Нашла она и письмо отца, адресованное Мэри Шелли и тоже объясняющее причины отъезда Клер в Россию:
Ты интересуешься ее вынужденной эмиграцией на Север? Она заключила соглашение с графиней Зотовой, дочерью князя Куракина, одного из российских министров. Та дала ей около 75 фунтов. Графиня понравилась нам, но ты знаешь, что русские не те люди, на которых можно положиться. У графини две милые дочери четырнадцати и шестнадцати лет — Клер предложили быть скорее их компаньонкой, нежели гувернанткой. Она очень надеется, что девочки скоро выйдут замуж — и тогда графиня, чье здоровье оставляет желать лучшего, может захотеть обосноваться в Италии, где климат гораздо теплее.
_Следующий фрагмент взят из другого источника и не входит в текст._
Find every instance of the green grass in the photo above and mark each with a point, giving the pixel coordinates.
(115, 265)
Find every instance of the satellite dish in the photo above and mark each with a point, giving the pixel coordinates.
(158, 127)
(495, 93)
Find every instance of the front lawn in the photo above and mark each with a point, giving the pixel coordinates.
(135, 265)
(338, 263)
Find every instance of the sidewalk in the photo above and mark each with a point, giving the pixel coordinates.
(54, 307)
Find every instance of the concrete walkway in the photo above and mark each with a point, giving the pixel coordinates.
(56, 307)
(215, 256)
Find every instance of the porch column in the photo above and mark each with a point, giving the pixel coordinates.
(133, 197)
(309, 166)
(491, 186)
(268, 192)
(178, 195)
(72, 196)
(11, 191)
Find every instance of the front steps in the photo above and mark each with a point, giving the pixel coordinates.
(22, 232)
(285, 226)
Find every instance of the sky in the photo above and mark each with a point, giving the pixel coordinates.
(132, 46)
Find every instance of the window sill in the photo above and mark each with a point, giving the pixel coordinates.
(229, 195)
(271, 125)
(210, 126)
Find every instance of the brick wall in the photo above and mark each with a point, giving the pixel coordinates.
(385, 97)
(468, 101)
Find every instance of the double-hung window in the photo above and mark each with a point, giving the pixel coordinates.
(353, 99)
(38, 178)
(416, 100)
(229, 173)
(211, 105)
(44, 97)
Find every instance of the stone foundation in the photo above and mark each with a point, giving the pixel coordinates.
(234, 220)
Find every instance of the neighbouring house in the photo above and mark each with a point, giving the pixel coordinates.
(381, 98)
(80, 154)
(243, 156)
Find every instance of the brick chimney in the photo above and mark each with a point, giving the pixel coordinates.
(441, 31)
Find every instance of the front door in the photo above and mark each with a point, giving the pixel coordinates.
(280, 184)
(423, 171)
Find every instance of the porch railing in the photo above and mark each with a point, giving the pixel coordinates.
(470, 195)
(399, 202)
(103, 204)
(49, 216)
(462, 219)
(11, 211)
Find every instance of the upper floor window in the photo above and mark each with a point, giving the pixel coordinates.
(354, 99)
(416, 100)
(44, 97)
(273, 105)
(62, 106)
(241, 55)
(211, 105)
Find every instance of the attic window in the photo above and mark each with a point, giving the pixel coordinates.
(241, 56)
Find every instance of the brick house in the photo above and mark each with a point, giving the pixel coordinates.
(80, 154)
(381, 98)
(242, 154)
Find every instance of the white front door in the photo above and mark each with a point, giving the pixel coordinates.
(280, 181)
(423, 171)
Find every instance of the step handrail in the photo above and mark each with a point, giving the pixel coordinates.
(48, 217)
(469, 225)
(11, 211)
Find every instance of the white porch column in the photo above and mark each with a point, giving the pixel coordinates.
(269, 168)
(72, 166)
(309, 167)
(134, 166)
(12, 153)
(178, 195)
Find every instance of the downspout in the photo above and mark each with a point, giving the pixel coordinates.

Увы, эти надежды Клер тоже оказались тщетными. До Италии было еще очень далеко — а пока Паулина раскрыла тетрадь российских дневников Клер.
Первой датой значилось 12 мая 1825-го. Но к тому времени Клер находилась в России уже два года с лишним! Все записи этого периода или отсутствовали, или потерялись, или были уничтожены. Только из ее писем родным можно было узнать, что весной 1824-го Клер уже не связана с дочерьми графини Зотовой — она живет в московском доме Захара Николаевича Посникова, сенатора и обер-прокурора. Под ее опекой находится пятилетняя Дуня (возраст Аллегры!), дочка Захара Николаевича и его жены Марии Ивановны. [23]
Четверг, 12 мая 1825
Я решила возобновить свои записи и ежедневно занимать себя дневником. Моя жизнь улетает так быстро и незаметно, что мне необходимо хотя бы здесь фиксировать ход событий. Рано утром читала мемуары мадам Ролан — затем меня вызвали к княжне Воронцовой. Она как обычно была окружена старыми уродливыми гувернантками, агрессивными и крикливыми.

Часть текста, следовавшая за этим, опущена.